Write a program that, when given strings s1 and s2, finds the longest prefix of s1 that is a suffix of s2.

Input

Input consists of two lines. The first line contains s1 and the second line contains s2. You may assume all letters are in lowercase.

Output

Output consists of a single line that contains the longest string that is a prefix of s1 and a suffix of s2, followed by the length of that prefix. If the longest such string is the empty string, then the output should be 0. 
The lengths of s1 and s2 will be at most 50000.

Sample Input

clinton
homer
riemann
marjorie

Sample Output

0
rie 3

题目大意:

  多组输入,每组输入给你两个字符串,问你第一个字符串的前缀串和第二个字符串的公共串最长是多长。

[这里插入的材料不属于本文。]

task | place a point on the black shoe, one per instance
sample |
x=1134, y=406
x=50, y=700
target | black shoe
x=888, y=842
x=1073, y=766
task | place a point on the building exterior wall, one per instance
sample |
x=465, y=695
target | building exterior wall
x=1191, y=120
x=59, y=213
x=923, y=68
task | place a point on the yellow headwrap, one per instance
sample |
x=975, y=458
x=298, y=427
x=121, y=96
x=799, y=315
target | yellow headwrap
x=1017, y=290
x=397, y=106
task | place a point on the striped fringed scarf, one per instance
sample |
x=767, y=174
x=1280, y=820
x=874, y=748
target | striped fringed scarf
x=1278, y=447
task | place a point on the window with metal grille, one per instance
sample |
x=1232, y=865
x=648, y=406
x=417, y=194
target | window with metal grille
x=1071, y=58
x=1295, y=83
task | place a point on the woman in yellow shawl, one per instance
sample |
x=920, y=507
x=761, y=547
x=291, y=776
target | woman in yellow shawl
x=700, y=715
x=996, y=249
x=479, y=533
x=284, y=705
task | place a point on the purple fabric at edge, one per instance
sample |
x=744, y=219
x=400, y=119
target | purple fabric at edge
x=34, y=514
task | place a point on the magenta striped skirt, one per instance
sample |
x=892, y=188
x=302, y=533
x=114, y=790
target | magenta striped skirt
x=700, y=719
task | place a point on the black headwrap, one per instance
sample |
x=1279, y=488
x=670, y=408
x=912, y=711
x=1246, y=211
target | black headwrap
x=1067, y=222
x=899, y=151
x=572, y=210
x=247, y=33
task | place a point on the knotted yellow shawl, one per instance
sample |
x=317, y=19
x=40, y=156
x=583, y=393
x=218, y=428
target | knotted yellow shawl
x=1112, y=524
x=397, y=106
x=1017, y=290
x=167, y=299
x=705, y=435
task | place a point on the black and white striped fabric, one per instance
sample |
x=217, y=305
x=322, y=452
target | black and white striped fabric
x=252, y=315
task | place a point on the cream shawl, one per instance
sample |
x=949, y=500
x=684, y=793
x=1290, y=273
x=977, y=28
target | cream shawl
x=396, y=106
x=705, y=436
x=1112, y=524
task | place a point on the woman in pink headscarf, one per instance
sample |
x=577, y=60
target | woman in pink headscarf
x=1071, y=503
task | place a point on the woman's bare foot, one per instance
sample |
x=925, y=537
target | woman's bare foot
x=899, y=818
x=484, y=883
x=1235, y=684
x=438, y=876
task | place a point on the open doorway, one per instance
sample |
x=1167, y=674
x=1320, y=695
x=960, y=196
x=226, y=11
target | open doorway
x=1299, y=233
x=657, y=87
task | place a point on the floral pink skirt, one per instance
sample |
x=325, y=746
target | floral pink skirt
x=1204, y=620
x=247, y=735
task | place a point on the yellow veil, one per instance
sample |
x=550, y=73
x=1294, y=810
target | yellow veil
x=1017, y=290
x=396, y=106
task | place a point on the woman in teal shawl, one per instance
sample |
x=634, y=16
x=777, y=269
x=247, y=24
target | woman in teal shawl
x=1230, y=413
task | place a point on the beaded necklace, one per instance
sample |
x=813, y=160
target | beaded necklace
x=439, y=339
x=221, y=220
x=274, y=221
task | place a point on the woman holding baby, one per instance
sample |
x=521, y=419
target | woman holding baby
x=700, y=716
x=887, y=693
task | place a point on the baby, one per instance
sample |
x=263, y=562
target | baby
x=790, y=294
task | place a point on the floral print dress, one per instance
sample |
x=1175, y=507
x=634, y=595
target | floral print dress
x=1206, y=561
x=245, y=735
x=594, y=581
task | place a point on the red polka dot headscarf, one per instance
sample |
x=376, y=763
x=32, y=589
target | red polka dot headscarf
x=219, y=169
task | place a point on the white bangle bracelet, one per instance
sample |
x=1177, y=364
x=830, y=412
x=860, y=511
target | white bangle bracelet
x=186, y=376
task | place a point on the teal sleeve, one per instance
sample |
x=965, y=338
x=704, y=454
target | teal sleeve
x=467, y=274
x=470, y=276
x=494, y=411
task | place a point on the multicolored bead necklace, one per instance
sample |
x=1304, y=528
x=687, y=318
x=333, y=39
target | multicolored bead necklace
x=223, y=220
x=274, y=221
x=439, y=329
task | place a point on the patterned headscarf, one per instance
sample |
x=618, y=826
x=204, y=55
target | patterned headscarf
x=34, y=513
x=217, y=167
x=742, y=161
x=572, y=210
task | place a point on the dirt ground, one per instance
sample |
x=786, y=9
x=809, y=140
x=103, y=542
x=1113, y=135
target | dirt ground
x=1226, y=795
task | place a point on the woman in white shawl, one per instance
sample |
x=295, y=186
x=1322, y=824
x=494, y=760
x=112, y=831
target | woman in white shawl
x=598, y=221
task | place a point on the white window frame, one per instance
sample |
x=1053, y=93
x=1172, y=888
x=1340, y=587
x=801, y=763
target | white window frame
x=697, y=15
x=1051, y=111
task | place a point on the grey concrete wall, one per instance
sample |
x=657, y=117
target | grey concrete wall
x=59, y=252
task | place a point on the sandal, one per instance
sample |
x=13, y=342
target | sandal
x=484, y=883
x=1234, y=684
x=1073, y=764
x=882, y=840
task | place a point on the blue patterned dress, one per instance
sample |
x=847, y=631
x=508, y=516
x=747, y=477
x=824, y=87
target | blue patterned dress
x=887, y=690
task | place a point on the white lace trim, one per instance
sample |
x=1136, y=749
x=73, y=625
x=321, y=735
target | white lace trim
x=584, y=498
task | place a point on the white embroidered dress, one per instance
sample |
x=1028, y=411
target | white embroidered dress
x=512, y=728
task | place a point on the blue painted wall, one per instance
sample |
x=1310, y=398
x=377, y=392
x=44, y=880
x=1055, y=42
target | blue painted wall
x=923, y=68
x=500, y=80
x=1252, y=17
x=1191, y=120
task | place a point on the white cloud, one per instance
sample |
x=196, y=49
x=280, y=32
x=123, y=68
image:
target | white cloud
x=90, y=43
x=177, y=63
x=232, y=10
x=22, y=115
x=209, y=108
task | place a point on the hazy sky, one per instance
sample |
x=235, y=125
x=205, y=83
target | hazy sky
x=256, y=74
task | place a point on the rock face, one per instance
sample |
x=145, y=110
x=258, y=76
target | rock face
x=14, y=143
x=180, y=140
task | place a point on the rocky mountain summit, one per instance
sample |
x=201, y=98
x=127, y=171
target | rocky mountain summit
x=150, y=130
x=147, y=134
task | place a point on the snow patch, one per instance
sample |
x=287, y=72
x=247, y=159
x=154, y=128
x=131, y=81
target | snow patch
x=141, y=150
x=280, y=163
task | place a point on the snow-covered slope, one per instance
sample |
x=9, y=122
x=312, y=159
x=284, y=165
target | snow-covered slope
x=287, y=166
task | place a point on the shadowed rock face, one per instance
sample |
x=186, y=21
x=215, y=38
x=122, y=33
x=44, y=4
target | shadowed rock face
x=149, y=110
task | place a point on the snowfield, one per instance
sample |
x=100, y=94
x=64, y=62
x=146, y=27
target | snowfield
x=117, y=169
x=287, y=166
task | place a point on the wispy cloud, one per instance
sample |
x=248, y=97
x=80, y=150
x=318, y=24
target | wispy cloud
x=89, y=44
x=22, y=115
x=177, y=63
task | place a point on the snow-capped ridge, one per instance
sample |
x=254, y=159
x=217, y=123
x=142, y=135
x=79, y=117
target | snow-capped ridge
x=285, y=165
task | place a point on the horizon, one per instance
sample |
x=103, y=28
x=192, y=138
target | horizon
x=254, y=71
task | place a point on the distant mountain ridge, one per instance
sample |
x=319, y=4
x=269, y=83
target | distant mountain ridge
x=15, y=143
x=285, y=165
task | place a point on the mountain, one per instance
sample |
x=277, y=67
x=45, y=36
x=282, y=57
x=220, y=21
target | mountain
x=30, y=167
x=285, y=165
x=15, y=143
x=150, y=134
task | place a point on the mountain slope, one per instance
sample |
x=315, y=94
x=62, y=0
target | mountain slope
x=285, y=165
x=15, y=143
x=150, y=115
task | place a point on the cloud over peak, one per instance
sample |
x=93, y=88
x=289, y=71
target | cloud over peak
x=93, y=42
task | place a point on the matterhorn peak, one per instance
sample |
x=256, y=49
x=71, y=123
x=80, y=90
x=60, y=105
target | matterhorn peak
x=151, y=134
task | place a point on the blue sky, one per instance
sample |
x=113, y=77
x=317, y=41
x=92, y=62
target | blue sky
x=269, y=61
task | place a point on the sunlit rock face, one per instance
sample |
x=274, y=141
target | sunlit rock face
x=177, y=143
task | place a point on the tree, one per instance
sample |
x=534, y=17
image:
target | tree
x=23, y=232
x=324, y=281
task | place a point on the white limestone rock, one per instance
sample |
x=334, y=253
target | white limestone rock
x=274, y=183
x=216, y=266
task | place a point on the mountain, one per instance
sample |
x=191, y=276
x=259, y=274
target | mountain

   换种讲法:给你两个字符串s1、s2,让你找出最长的字符串 使得它既是s1的前缀又是s2的后缀。

解题报告:

    这题很显然是要用KMP去求解的。首先把第一个串和第二个串嫁接到一起,然后对这个ss串求解失配函数next。如果没有重叠,那么这个值即为所求,但是有可能出现交叉的情况,比如aaa  和  aaaa,这样next[len] = 6了。。显然不是我们要的答案,所以我们不断的进行next迭代,直到这个值小于len1和len2。因为通过KMP的证明我们知道每一次求的一定是最优值,所以最终的k即为所求,最后输出就可以了。注意所有的迭代啊等等,都是对ss字符串求解的,这时候已经抛开了s1和s2了,也不管他俩到底谁长谁短,也不用分情况讨论,只用管ss数组就可以,只是最后的答案需要用len1和len2去约束一下。

 

错误代码:处理不了abca bcabc  这样的情况、

#include <cstdio>
#include <cstring>
#include <algorithm>
using namespace std;
char s1[100100], s2[50100];
char ss[50100];
int f[100100];//注意数组大小
void getfail(char *P) {
	int len = strlen(P);
	f[0] = f[1] = 0;
	for(int i = 1; i < len; i++) {
		int j = f[i];
		while(j && P[i] != P[j])
			j = f[j];
		f[i+1] = P[i]==P[j] ? j+1 : 0;
	}
}
int main() {
	while(scanf("%s%s", s1, s2) != EOF) {
		int l1 = strlen(s1);
		int l2 = strlen(s2);
		strcpy(ss, s1);
		strcat(s1, s2);
		getfail(s1);
		int len = strlen(s1);
		if(f[len]) {
			if(f[len] > min(l1, l2)) { //特殊情况
				if(l1 < l2)//选取长度较小的串
					printf("%s %d\n", ss ,l1);
				else
					printf("%s %d\n", s2, l2);
			} else {
				for(int i = 0; i < f[len]; i++)
					printf("%c", s1[i]);
				printf(" %d\n", f[len]);
			}
		} else
			printf("0\n");
	}
	return 0;
}

AC代码:

#include<iostream>
#include<cstring>
#include<string>
#include<cstdio>
using namespace std;
char s1[100005],s2[50005],ss[1000005];
int Next[100005],len,len1,len2;

void getNext() {
	int k = -1,j = 0;
	Next[0] = -1;
	while(j < len) {
		if(k == -1 || ss[j] == ss[k]) {
			j++,k++;
			Next[j] = k;
		}
		else k = Next[k];
	}
}
int main() {
	while(~scanf("%s%s",s1,s2)) {
		len1=strlen(s1),len2=strlen(s2),len=len1+len2;
		strcpy(ss,s1);
		strcat(ss,s2);//加长了 
		getNext();
		int k=Next[len];
		if(k == 0 || k == -1) {
			puts("0");
			continue;
		}
		while(k>len1||k>len2) k=Next[k];    //防止aaa aaaa这种情况,或者abca bcabc这样 
		for(int i = 0; i<k; i++)
			printf("%c",s1[i]);
		printf(" %d\n",k);
	}
}